Disk Replacement

Replace Disk

Warning

In this LAB environment as we have not physically removed or replaced a disk we will simulate the replacement process with enableDisk, however remember in a real disk replacement scenario, you would choose the replaceDisk option

Instructions

Login as Admin
Click Cluster Tab
Click Nodes Sub-Tab
Click Advanced Tab
Select Command Type: Disk Management
Select Command disableDisk
Choose node5 as the target Node
Type /cloudian1 in Mount Point
Click Execute

Ensure Result shows disableDisk completed.

Instructions

You may need to wait a few minutes for the CMC to register the disabled disk, however errors will start to show within multiple dashboards.

Instructions

Check the node directly from the CMC to confirm the disabled disk.
Click on Cluster Tab
Click on Nodes Sub-Tab
Select the node you disabled the disk on under the Host dropdown
Ensure that the disk is showing as NotAvail

(You may need to refresh screen)

To Activate a Replacement Disk and Restore Data to It

Important

After you’ve physically installed the replacement disk, follow these steps:

Instructions

Log into the CMC
Select Cluster tab
Select Nodes sub-tab
Select Advanced.
For the Command Type select "Disk Management"
For the Command select “enableDisk". (In a true disk failure scenario you would need to use the “replaceDisk” option)
Choose the Target Node (the node on which the disk resides)
Enter the Mount Point of the replacement disk. This must be the same as the mount point of the disk that you disabled (/cloudian1).
Click Execute.

Wait some time for the operation to complete. The disk replacement operation automatically invokes a repair on the mount point (to recreate on the new disk the same set of S3 object data that was on the disk you replaced).

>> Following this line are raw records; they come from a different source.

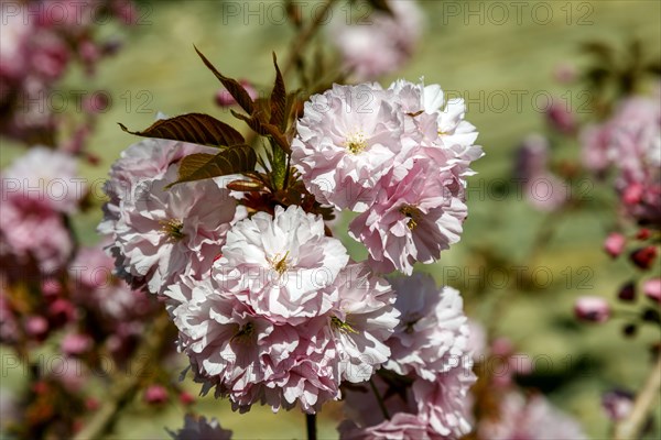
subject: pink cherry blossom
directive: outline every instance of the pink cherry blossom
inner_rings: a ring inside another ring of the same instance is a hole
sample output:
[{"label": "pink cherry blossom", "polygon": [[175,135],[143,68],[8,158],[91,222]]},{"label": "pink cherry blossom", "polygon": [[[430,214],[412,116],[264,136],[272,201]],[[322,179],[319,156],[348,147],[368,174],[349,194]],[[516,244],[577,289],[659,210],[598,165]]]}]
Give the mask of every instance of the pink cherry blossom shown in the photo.
[{"label": "pink cherry blossom", "polygon": [[[0,183],[4,188],[4,179]],[[0,256],[28,265],[34,258],[44,274],[59,271],[74,250],[62,213],[22,195],[9,195],[0,216]]]},{"label": "pink cherry blossom", "polygon": [[423,15],[415,1],[389,0],[393,12],[373,12],[367,22],[349,23],[342,14],[330,25],[330,38],[345,67],[360,80],[375,79],[400,68],[421,36]]},{"label": "pink cherry blossom", "polygon": [[468,389],[476,381],[472,369],[470,356],[465,355],[459,365],[436,375],[432,383],[413,383],[419,417],[426,420],[430,431],[451,439],[470,432]]},{"label": "pink cherry blossom", "polygon": [[399,322],[393,292],[365,263],[347,265],[333,288],[338,290],[338,300],[328,312],[326,329],[337,348],[339,375],[348,382],[365,382],[390,358],[384,341]]},{"label": "pink cherry blossom", "polygon": [[440,292],[434,279],[422,274],[394,277],[391,284],[401,316],[387,341],[392,356],[386,369],[434,381],[437,373],[459,365],[468,351],[468,322],[459,293],[452,287]]},{"label": "pink cherry blossom", "polygon": [[627,239],[618,232],[611,232],[604,241],[604,250],[614,258],[619,256],[627,246]]},{"label": "pink cherry blossom", "polygon": [[319,316],[337,300],[327,289],[349,256],[325,235],[321,217],[297,206],[277,207],[239,221],[214,265],[218,284],[258,314],[297,323]]},{"label": "pink cherry blossom", "polygon": [[361,212],[381,179],[401,163],[403,112],[378,84],[334,85],[305,102],[292,164],[322,204]]},{"label": "pink cherry blossom", "polygon": [[584,321],[605,322],[610,318],[610,306],[599,296],[582,296],[574,304],[574,312]]},{"label": "pink cherry blossom", "polygon": [[274,411],[299,404],[314,413],[338,397],[329,364],[336,355],[317,344],[314,333],[274,324],[220,292],[213,278],[185,277],[165,293],[180,351],[188,355],[203,393],[215,388],[241,411],[261,402]]},{"label": "pink cherry blossom", "polygon": [[132,204],[138,184],[163,178],[172,164],[194,153],[214,153],[210,147],[161,139],[147,139],[122,151],[109,172],[104,191],[110,200],[104,205],[102,234],[111,234],[120,217],[120,204]]},{"label": "pink cherry blossom", "polygon": [[177,166],[171,165],[162,178],[140,180],[132,202],[120,202],[111,231],[118,273],[154,294],[180,275],[207,276],[235,218],[235,200],[215,180],[166,189],[176,178]]},{"label": "pink cherry blossom", "polygon": [[459,241],[467,208],[452,194],[459,190],[456,185],[460,184],[452,173],[440,173],[421,160],[403,180],[381,191],[369,211],[351,221],[349,234],[367,246],[375,270],[410,275],[415,262],[432,263]]},{"label": "pink cherry blossom", "polygon": [[661,304],[661,278],[651,278],[643,282],[642,292],[651,300]]},{"label": "pink cherry blossom", "polygon": [[529,399],[512,392],[499,402],[500,417],[485,418],[478,427],[480,438],[490,440],[584,440],[578,424],[554,408],[543,396]]},{"label": "pink cherry blossom", "polygon": [[73,213],[85,196],[74,156],[34,146],[2,172],[2,196],[22,197],[54,211]]}]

The duration of this repair operation will depend on how much data is involved.

Instructions

Select Cluster tab
Select Nodes sub-tab

Info

In the "Disk Detail Info" section, the replacement disk should have a green status icon (indicating that its status is OK): and the operation is done. It may be necessary to click "Clear Error History" to clear the red error indicator.

Instructions

if the disk does not reset to healthy in the CMC, it may be necessary to restart the monitoring agent to speed up the process.
```
systemctl restart cloudian-agent
```

Repair System

Info

When you physically install a new disk and then execute the HyperStore replaceDisk function, the system automatically does the following:
Creates a primary partition and an ext4 file system on the new disk
Establishes appropriate permissions on the mount
Remounts the new disk (using the same mount point that the prior disk had), uncomments its entry in /etc/fstab, and marks the disk as available for HyperStore reads and writes
Moves back to the new disk the same set of storage tokens that were automatically moved away from the prior disk when it was disabled
Performs a data repair for the new disk (populating the new disk with its correct inventory of object replicas and/or erasure coded object fragments)

Warning

Although the HyperStore system has automatically repaired the disk and associated data we should never rely soley on automated processes and must understand how to trigger a repair manually. Whenever we know an issue has occured and been corrected we should consider manually running a repair process especially if adding nodes or performing a rebalance process at the time of failure.

Instructions

We will start with Cassandra, log into your system using the sa_admin account
Start a repaircassandra this will repair all the Cassandra keyspaces.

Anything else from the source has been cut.